Ms. Cook is also a founding member and one who volunteered full time in the Initiative 119 campaign. She owns a home-based secretarial service. At Compassion Ms. Cook coordinates the case management team and represents the team on the board. She has been responsible for bringing many compelling patients stories to public attention, and assisted patients and families in becoming effective spokespeople for the cause of dignified death.
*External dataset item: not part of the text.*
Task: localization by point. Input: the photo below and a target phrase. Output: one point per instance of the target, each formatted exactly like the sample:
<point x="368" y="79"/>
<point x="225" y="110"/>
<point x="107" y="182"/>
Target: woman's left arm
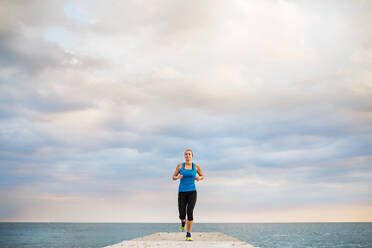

Ms. Dunshee is a Compassion founder, and has served as Executive Director of the Seattle AIDS Support Group (SASG) for over nine years. This organization is one of the foremost AIDS support organizations in the country, providing emotional support to persons with HIV and AIDS and to their families and friends. She served as President of Compassion during the pivotal years of growth and maturity from 1993 to 1997.
Lawrence Falkowski, PhD
Reverend Falkowski is an Episcopal priest and Rector of Holy Trinity Church in West Orange, New Jersey. He chaired the "Task Force on Assisted Suicide" convened by the Episcopal Diocese of Newark, which includes 123 congregations. The task force concluded that hastened death may be a morally appropriate choice for a Christian in compelling circumstances and assisting another in dying may be an equally oral choice. The 122nd Convention of the Diocese subsequently accepted the report and its resolution.
Hugh Gallagher, PhD
Dr. Gallagher is a well known scholar, writer and disability rights activist. A person with polio quadriplegia since 1952, Dr. Gallagher has fought for the civil rights of disabled people for almost 40 years. Dr. Gallagher is also one the world's foremost experts on the Nazi extermination program for people with disabilities. He is the author of By Trust Betrayed: Patients, Physicians and the License to Kill in the Third Reich. A prolific writer and commentator on a variety of topics, Dr. Gallagher most recently has concentrated on issues of medical ethics as they relate to disability.
Judith Gordon, PhD
Dr. Gordon is a licensed psychologist with a practice in individual, marital, and group psychotherapy with adults. She is also Clinical Professor of Psychology at the University of Washington, where she does clinical research and supervises graduate students. For many years she has conducted research, written, and trained mental health professionals in developing strategies for helping people change health risk behaviors.
Sylvia Law, JD
Ms. Law is Elizabeth K. Dollard Professor of Law, Medicine and Psychiatry at the New York University School of Law and Co-Director of the Arthur Garfield Hays Civil Liberties Program. Ms. Law's publications include a multitude of books, articles and chapters focussing on patients' rights and reproductive law and policy. Her latest book is Law and the American Health Care System. Ms. Law has written briefs and been instrumental in many of the landmark Supreme Court cases of our time.
William Wright, Mdiv
Reverend Wright is retired as minister in the United Church of Christ. He is active in Compassion's educational activities and has a continuing interest in tending to the spiritual needs associated with death and dying.